The Turks say the boy had ignored an order to halt—and who knew what was true?

Correctly speaking, the Turk who shot him was doing his duty. Petros’ uncle Michalis says this, one day when Petros and his cousin Elias are on leave, eating roasted chicken and potatoes, salad and pickled caper greens—the ones with thorny stems that stick in your throat—at Michalis’ hotel by the beach. Never trust a Turk, he says.

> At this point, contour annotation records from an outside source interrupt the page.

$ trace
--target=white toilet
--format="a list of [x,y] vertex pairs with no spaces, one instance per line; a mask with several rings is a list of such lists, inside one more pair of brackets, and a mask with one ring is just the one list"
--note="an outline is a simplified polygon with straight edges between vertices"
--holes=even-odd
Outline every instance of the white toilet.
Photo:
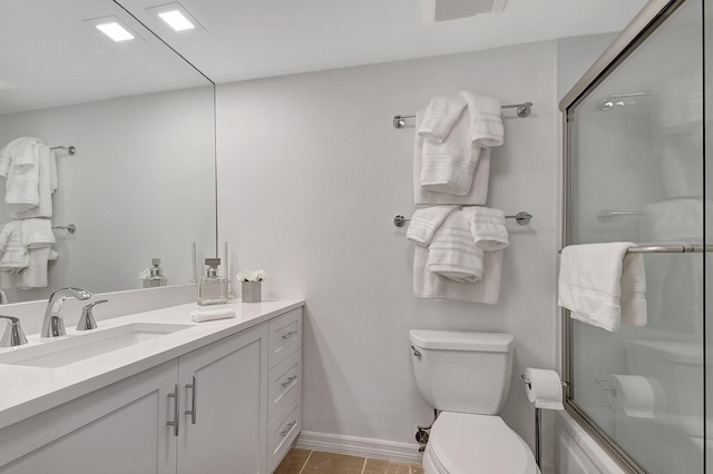
[[426,474],[538,474],[533,452],[498,416],[512,369],[509,334],[411,330],[413,372],[440,412],[431,427]]

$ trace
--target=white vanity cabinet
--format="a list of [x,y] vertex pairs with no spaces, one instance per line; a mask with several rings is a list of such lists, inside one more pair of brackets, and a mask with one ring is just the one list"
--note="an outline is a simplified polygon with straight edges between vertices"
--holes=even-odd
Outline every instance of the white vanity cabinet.
[[0,473],[271,473],[301,429],[301,346],[300,307],[12,424]]

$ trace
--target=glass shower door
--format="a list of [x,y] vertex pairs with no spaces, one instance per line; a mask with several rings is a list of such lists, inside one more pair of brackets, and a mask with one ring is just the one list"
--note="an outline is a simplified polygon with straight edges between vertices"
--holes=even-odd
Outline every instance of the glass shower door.
[[[673,11],[566,111],[566,244],[704,243],[702,0]],[[704,253],[644,254],[646,323],[570,319],[569,405],[647,473],[702,473]]]

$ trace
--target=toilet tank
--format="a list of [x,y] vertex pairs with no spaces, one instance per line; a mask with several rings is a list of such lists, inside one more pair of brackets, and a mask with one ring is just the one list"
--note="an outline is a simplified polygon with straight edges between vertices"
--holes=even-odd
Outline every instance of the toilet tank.
[[498,414],[508,396],[515,337],[505,333],[409,333],[416,383],[439,411]]

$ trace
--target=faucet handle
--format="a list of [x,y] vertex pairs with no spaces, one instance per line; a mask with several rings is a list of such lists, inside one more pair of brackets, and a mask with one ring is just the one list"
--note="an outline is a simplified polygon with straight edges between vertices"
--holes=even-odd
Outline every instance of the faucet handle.
[[89,303],[84,308],[81,308],[81,317],[79,318],[79,323],[77,324],[77,330],[89,330],[97,328],[97,322],[94,318],[92,308],[97,306],[99,303],[108,303],[108,299],[98,299],[96,302]]
[[27,344],[27,337],[20,326],[20,319],[14,316],[2,316],[0,318],[8,319],[8,325],[4,328],[4,334],[0,338],[0,347],[16,347]]

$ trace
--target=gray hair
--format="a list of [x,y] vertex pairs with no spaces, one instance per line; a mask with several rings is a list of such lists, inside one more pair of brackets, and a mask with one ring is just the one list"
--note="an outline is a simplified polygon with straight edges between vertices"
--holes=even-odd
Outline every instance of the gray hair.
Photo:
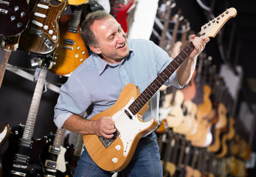
[[95,35],[91,30],[91,27],[97,20],[102,20],[111,17],[112,17],[111,15],[104,10],[97,10],[86,15],[86,19],[83,21],[81,25],[81,36],[86,45],[88,46],[97,46],[98,42],[97,41]]

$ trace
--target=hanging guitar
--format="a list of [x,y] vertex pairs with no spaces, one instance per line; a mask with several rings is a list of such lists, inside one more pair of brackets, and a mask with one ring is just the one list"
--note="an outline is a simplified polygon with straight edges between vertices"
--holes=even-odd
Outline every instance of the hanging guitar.
[[44,176],[40,159],[41,150],[46,142],[44,136],[32,139],[39,103],[44,86],[49,63],[44,60],[35,88],[26,125],[12,127],[8,139],[9,148],[3,158],[4,176]]
[[72,147],[66,148],[61,145],[65,129],[57,129],[55,134],[47,135],[48,142],[43,147],[41,159],[44,167],[44,176],[72,176],[66,160]]
[[114,18],[116,18],[117,22],[121,24],[121,27],[125,33],[127,33],[128,30],[127,13],[134,4],[134,0],[111,1],[110,14],[111,14]]
[[29,20],[29,7],[26,0],[0,1],[0,35],[10,36],[21,33]]
[[29,20],[29,7],[26,0],[0,1],[0,35],[4,35],[0,41],[0,48],[6,51],[0,66],[0,88],[10,55],[13,51],[16,51],[20,34],[27,27]]
[[68,5],[67,0],[53,5],[49,0],[37,0],[30,22],[19,42],[21,49],[39,55],[52,53],[60,42],[58,18]]
[[[58,1],[63,1],[62,0],[58,0]],[[82,4],[85,4],[89,0],[69,0],[69,4],[70,5],[80,5]]]
[[[235,8],[228,9],[204,25],[197,36],[215,37],[227,20],[236,14]],[[91,118],[95,120],[105,116],[112,117],[117,130],[113,139],[95,134],[83,135],[86,150],[100,167],[107,171],[120,171],[128,165],[140,138],[158,125],[153,118],[148,122],[142,121],[148,101],[194,49],[190,42],[142,94],[139,94],[139,88],[134,84],[126,85],[113,106]]]
[[55,64],[50,69],[53,73],[70,74],[89,56],[79,27],[83,6],[77,6],[72,15],[63,15],[59,20],[60,41],[55,52]]
[[[4,128],[0,131],[0,154],[1,154],[1,147],[3,146],[6,140],[7,140],[10,134],[10,132],[11,132],[11,128],[9,124],[5,124],[4,125]],[[1,169],[1,160],[0,159],[0,177],[2,177],[2,175],[3,175],[2,173],[3,173],[3,170]]]

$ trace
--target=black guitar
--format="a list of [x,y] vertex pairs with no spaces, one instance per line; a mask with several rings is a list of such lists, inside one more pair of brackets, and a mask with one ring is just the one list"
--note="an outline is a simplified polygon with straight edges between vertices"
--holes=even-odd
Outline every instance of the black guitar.
[[44,62],[41,65],[26,125],[12,128],[9,148],[3,158],[4,176],[44,176],[40,155],[46,139],[34,139],[32,136],[47,73],[46,65]]
[[15,35],[22,32],[29,20],[29,7],[26,0],[0,1],[0,35]]
[[[7,140],[10,134],[10,132],[11,132],[11,128],[9,124],[5,124],[4,125],[4,128],[0,131],[0,154],[1,154],[1,147],[3,146],[6,140]],[[3,173],[1,170],[1,161],[0,159],[0,177],[2,176],[2,174]]]
[[73,174],[66,162],[73,150],[73,145],[66,148],[61,145],[65,129],[58,129],[55,134],[47,135],[47,143],[42,149],[41,160],[44,167],[44,176],[70,177]]

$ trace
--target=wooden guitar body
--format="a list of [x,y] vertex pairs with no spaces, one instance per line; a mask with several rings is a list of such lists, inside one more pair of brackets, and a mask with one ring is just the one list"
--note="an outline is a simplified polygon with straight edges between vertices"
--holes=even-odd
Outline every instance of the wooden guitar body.
[[59,75],[70,74],[89,56],[88,50],[80,35],[80,27],[75,32],[69,31],[72,15],[60,18],[60,44],[55,52],[55,64],[50,71]]
[[26,0],[1,1],[0,35],[10,36],[21,33],[29,20],[29,7]]
[[40,154],[46,137],[32,139],[31,145],[24,145],[21,142],[23,131],[22,125],[12,127],[9,148],[3,158],[3,176],[44,176]]
[[60,41],[58,18],[67,5],[67,0],[58,5],[37,0],[30,13],[29,24],[21,35],[19,47],[35,54],[52,52]]
[[[58,0],[58,1],[63,1],[63,0]],[[80,5],[86,3],[89,0],[69,0],[69,4],[70,5]]]
[[[157,121],[151,119],[143,122],[142,115],[148,108],[145,105],[136,115],[129,118],[125,112],[127,106],[139,94],[139,91],[131,83],[122,89],[116,103],[108,109],[91,118],[112,117],[117,129],[114,139],[100,139],[95,134],[83,135],[86,150],[94,162],[108,171],[120,171],[129,163],[140,138],[157,126]],[[103,144],[104,142],[106,144]],[[109,145],[109,146],[108,146]],[[107,147],[108,146],[108,147]]]

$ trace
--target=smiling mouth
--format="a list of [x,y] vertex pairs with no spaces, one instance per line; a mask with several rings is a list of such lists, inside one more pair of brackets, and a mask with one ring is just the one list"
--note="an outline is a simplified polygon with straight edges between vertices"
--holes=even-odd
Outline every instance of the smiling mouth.
[[120,47],[118,47],[118,49],[121,49],[125,46],[125,43],[124,43]]

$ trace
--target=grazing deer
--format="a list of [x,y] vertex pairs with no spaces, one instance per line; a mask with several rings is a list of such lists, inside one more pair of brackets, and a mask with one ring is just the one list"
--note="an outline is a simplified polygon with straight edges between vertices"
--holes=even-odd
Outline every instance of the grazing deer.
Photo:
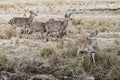
[[[91,33],[88,37],[83,37],[78,40],[77,42],[77,56],[79,55],[82,56],[82,61],[83,61],[83,54],[87,53],[90,58],[92,58],[94,66],[95,64],[95,54],[97,52],[97,39],[96,35],[98,34],[98,31],[95,31]],[[89,60],[90,60],[89,58]]]
[[11,24],[14,28],[16,27],[23,27],[27,28],[31,25],[33,18],[37,16],[36,13],[33,11],[30,11],[30,16],[28,18],[23,18],[23,17],[13,17],[10,19],[9,24]]
[[46,40],[48,41],[48,37],[52,32],[57,32],[58,33],[58,37],[62,38],[63,36],[63,32],[66,28],[66,26],[68,25],[68,21],[72,20],[70,18],[71,13],[70,14],[65,14],[65,20],[64,21],[56,21],[54,19],[50,19],[46,22]]
[[28,32],[28,34],[30,34],[31,32],[35,33],[35,32],[41,32],[41,35],[43,37],[43,33],[46,32],[45,29],[45,23],[43,22],[34,22],[30,25],[30,31]]

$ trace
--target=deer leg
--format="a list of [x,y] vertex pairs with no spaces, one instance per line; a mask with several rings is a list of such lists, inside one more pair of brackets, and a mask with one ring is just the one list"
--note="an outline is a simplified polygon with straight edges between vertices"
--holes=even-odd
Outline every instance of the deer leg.
[[49,34],[50,34],[50,31],[48,31],[46,34],[46,41],[48,41]]
[[96,64],[95,64],[95,53],[92,53],[92,60],[93,60],[94,66],[95,66],[95,65],[96,65]]
[[80,49],[77,50],[77,59],[79,60],[80,57]]

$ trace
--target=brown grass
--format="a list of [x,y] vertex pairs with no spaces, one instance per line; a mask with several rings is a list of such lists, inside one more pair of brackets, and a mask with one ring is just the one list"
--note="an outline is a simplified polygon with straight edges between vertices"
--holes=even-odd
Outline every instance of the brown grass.
[[10,39],[11,37],[16,36],[16,31],[15,29],[9,26],[4,29],[4,34],[4,38]]

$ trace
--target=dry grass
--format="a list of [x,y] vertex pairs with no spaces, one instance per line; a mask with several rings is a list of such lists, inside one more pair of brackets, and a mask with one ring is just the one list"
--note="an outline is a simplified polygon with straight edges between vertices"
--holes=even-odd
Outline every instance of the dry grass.
[[0,51],[0,67],[5,67],[8,64],[8,59],[4,51]]
[[4,29],[4,38],[10,39],[16,36],[16,31],[12,27],[6,27]]

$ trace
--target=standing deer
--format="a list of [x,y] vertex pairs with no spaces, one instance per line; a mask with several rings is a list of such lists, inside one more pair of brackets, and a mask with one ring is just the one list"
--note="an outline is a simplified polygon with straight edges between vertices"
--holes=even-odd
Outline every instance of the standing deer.
[[43,22],[34,22],[30,25],[30,31],[28,32],[28,34],[30,34],[31,32],[35,33],[35,32],[41,32],[41,35],[43,37],[43,33],[46,32],[45,29],[45,23]]
[[66,28],[66,26],[68,25],[68,21],[72,20],[70,18],[71,13],[70,14],[65,14],[65,20],[64,21],[56,21],[54,19],[50,19],[46,22],[46,40],[48,41],[48,37],[52,32],[57,32],[58,33],[58,37],[62,38],[63,36],[63,32]]
[[33,11],[30,11],[30,16],[28,18],[23,18],[23,17],[13,17],[10,19],[9,24],[11,24],[14,28],[16,27],[23,27],[23,28],[28,28],[32,21],[33,18],[37,16],[36,13]]
[[87,53],[89,56],[89,61],[90,58],[92,58],[93,61],[93,65],[95,66],[95,54],[97,52],[97,39],[96,36],[98,34],[98,31],[95,31],[93,33],[91,33],[88,37],[83,37],[81,39],[78,40],[77,42],[77,56],[79,57],[79,55],[82,56],[82,61],[83,61],[83,54]]
[[[53,22],[54,19],[49,19],[47,22]],[[30,25],[30,30],[28,31],[28,34],[35,33],[35,32],[41,32],[41,35],[43,37],[43,33],[46,32],[46,23],[45,22],[33,22]]]

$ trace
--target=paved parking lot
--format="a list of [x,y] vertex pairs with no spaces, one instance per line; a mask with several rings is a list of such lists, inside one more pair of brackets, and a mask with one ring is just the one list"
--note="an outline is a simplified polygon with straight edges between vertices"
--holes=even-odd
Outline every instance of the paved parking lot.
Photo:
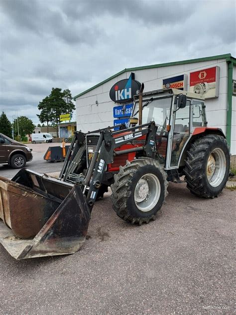
[[[60,143],[29,144],[27,147],[32,149],[33,159],[26,163],[25,166],[40,173],[48,173],[60,171],[63,165],[63,162],[51,163],[43,159],[43,157],[49,147],[60,146]],[[66,144],[69,145],[69,144]],[[0,176],[7,178],[12,178],[19,169],[14,169],[8,166],[0,165]]]
[[0,245],[0,314],[233,314],[235,191],[168,191],[140,227],[119,219],[106,194],[74,255],[17,261]]

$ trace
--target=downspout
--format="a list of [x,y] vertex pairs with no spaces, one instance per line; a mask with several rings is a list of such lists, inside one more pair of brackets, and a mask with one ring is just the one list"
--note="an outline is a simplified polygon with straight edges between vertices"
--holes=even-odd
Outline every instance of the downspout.
[[226,126],[226,139],[230,149],[231,145],[231,124],[232,121],[233,63],[232,62],[231,58],[229,58],[229,59],[227,58],[227,62],[228,64],[228,86],[227,90],[227,117]]

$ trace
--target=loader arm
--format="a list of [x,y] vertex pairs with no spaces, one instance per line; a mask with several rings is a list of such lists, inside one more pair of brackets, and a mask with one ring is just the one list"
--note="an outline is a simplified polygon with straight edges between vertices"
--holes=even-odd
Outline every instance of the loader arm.
[[[135,130],[137,129],[139,130]],[[89,186],[87,200],[90,210],[92,210],[96,200],[107,166],[113,162],[116,155],[120,155],[127,153],[143,151],[144,156],[148,158],[155,158],[157,129],[155,122],[151,122],[118,132],[113,133],[109,130],[101,132],[82,186],[84,193],[87,187]],[[146,135],[146,141],[143,146],[116,152],[117,148],[145,135]]]

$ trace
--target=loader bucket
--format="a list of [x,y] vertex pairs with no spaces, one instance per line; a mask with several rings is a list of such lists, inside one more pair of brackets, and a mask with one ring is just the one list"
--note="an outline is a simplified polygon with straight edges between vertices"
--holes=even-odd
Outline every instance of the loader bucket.
[[22,169],[0,177],[0,242],[22,259],[77,252],[90,211],[79,186]]

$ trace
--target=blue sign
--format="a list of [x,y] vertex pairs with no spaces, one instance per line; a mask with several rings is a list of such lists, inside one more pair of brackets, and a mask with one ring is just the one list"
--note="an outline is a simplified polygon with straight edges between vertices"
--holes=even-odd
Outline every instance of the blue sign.
[[[114,120],[114,126],[117,126],[118,125],[121,125],[121,124],[125,124],[125,126],[127,128],[128,127],[128,118],[125,119],[116,119]],[[116,127],[114,128],[114,130],[118,130],[119,127]]]
[[130,117],[132,114],[133,104],[127,104],[126,105],[116,106],[113,108],[113,117],[114,118],[119,117]]

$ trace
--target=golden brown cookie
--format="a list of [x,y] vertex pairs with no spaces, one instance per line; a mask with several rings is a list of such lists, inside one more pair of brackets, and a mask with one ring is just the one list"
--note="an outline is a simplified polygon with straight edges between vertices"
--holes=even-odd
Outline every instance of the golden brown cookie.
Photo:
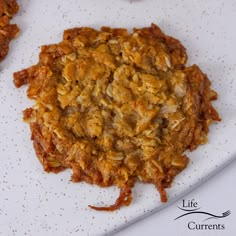
[[154,24],[148,28],[74,28],[43,46],[38,64],[14,74],[35,105],[24,111],[44,170],[73,171],[72,181],[120,188],[129,205],[136,181],[165,188],[188,164],[184,151],[207,140],[219,121],[217,98],[185,48]]

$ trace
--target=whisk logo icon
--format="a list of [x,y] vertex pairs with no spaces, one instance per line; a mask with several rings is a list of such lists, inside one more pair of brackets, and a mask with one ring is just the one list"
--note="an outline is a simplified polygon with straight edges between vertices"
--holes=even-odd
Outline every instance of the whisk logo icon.
[[[215,214],[212,212],[208,211],[203,211],[201,210],[200,207],[198,207],[198,203],[192,199],[192,200],[183,200],[182,206],[178,208],[182,211],[182,214],[177,216],[174,220],[178,220],[183,217],[188,217],[190,218],[190,215],[202,215],[203,219],[202,222],[212,220],[212,219],[221,219],[228,217],[231,214],[230,210],[224,211],[220,214]],[[225,224],[221,223],[196,223],[195,221],[190,221],[187,224],[187,227],[190,230],[224,230],[225,229]]]

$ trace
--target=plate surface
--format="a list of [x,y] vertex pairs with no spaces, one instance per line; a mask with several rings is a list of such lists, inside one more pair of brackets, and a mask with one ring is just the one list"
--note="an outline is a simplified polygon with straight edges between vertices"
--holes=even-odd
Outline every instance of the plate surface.
[[[129,207],[96,212],[89,204],[113,203],[116,188],[69,181],[70,171],[47,174],[38,162],[21,111],[32,103],[17,90],[12,73],[37,63],[39,46],[57,43],[64,29],[149,26],[156,23],[187,48],[218,91],[222,122],[210,127],[209,143],[190,153],[188,168],[168,189],[169,201],[201,184],[236,156],[236,2],[156,0],[19,0],[21,28],[0,64],[0,235],[104,235],[168,204],[152,185],[137,184]],[[160,222],[161,224],[165,222]]]

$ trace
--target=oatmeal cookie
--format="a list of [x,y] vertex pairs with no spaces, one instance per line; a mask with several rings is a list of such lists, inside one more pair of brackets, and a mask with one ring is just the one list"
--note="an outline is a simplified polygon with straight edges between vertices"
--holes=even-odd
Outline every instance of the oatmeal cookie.
[[115,185],[116,210],[132,201],[136,181],[165,188],[188,164],[185,150],[207,141],[219,121],[217,98],[185,48],[160,28],[74,28],[42,46],[36,65],[16,72],[35,105],[24,111],[36,155],[47,172],[65,168],[72,181]]

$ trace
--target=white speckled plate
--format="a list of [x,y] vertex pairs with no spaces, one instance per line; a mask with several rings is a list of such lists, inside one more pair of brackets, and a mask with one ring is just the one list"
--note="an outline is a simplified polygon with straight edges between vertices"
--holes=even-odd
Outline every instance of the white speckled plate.
[[[37,62],[39,46],[61,40],[66,28],[158,24],[187,48],[189,64],[199,64],[219,93],[222,122],[210,128],[209,143],[189,154],[191,162],[168,190],[170,201],[236,156],[236,2],[234,0],[19,0],[14,21],[21,34],[0,65],[0,235],[104,235],[159,210],[159,194],[137,184],[130,207],[96,212],[88,204],[113,203],[116,188],[73,184],[70,171],[44,173],[21,111],[31,103],[17,90],[12,73]],[[160,222],[159,222],[160,223]],[[165,222],[161,222],[164,224]],[[166,222],[168,223],[168,222]]]

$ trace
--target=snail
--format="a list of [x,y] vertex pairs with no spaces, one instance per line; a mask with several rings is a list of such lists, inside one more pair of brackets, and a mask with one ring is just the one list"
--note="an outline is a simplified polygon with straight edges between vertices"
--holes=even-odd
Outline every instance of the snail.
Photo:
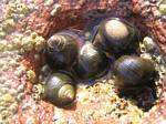
[[138,46],[136,29],[118,18],[110,18],[101,22],[92,40],[94,46],[106,53],[116,55],[131,53]]
[[107,66],[106,55],[91,42],[86,42],[81,48],[79,60],[73,69],[81,80],[91,81],[106,73]]
[[79,37],[70,31],[52,35],[45,46],[45,60],[53,70],[69,70],[79,55]]
[[75,100],[74,80],[65,73],[53,73],[44,85],[42,97],[58,107],[70,105]]
[[148,84],[155,74],[155,63],[149,59],[124,55],[114,63],[115,85],[120,87]]

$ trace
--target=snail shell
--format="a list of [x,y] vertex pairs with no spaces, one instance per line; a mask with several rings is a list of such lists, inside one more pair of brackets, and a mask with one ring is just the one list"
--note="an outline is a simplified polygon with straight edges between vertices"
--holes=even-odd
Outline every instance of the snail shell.
[[77,63],[74,65],[74,72],[81,80],[94,80],[106,73],[108,59],[91,42],[86,42],[79,54]]
[[155,63],[152,60],[124,55],[114,64],[115,85],[145,85],[154,80],[155,72]]
[[73,79],[64,73],[53,73],[44,85],[42,97],[59,107],[70,105],[75,99]]
[[[94,46],[104,52],[122,54],[134,51],[138,46],[137,31],[125,20],[110,18],[104,20],[93,38]],[[125,52],[124,52],[125,51]]]
[[52,35],[45,46],[45,60],[54,70],[68,70],[79,55],[79,37],[70,31]]

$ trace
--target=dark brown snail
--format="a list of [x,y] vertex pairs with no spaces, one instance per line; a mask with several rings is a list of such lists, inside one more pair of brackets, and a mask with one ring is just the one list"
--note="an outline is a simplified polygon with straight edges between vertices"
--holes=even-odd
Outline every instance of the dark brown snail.
[[59,107],[70,105],[75,99],[74,81],[64,73],[53,73],[44,85],[42,97]]
[[92,42],[104,52],[123,54],[135,51],[137,41],[137,31],[133,25],[125,20],[111,18],[98,25]]
[[108,59],[91,42],[86,42],[79,54],[77,63],[74,65],[74,71],[82,80],[94,80],[106,72]]
[[45,46],[46,63],[53,70],[68,70],[79,55],[79,37],[70,31],[52,35]]
[[148,59],[124,55],[114,64],[115,85],[145,85],[155,78],[155,64]]

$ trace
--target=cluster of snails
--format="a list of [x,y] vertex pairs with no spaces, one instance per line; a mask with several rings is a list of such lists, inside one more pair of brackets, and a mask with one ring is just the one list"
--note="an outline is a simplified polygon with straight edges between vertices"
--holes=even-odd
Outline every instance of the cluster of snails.
[[[118,18],[102,21],[91,42],[82,42],[77,34],[61,31],[52,35],[44,50],[53,73],[44,85],[43,97],[56,106],[71,104],[75,99],[77,80],[92,81],[110,69],[110,56],[115,58],[113,72],[118,87],[142,85],[154,78],[155,64],[131,53],[138,45],[136,29]],[[74,75],[74,78],[73,78]]]

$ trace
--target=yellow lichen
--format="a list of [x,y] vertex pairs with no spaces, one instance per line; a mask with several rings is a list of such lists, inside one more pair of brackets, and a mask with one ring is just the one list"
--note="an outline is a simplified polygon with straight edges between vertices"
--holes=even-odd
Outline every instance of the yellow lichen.
[[31,83],[35,83],[37,74],[34,71],[29,70],[29,71],[27,71],[27,78]]

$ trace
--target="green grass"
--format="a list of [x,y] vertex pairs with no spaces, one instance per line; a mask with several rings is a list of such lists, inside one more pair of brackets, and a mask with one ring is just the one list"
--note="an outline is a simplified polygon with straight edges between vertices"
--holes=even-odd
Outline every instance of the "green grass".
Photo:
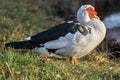
[[92,52],[72,65],[68,58],[43,62],[33,50],[4,49],[6,42],[24,40],[59,20],[35,2],[1,0],[0,80],[120,80],[120,61],[107,59],[103,52]]

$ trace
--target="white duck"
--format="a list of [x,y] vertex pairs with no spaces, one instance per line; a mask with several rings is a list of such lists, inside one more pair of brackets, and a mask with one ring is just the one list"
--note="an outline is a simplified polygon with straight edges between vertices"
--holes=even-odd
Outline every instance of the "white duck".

It is at that moment that Petros realizes how impossible it is to die significantly anymore. Once, he thinks, no one forgot a hero, and all soldiers were heroes, but that has not been true for a long time. Now a soldier’s death has no more meaning than that of a reckless boy on a fast motorcycle who tries to pass a lumbering fruit truck too quickly and runs headlong into oncoming traffic.

The moment passes, and none of the boys bring up the dead soldier again. A sweet-faced boy died for a reason they can’t understand, and the days creep by like sleepy wild animals.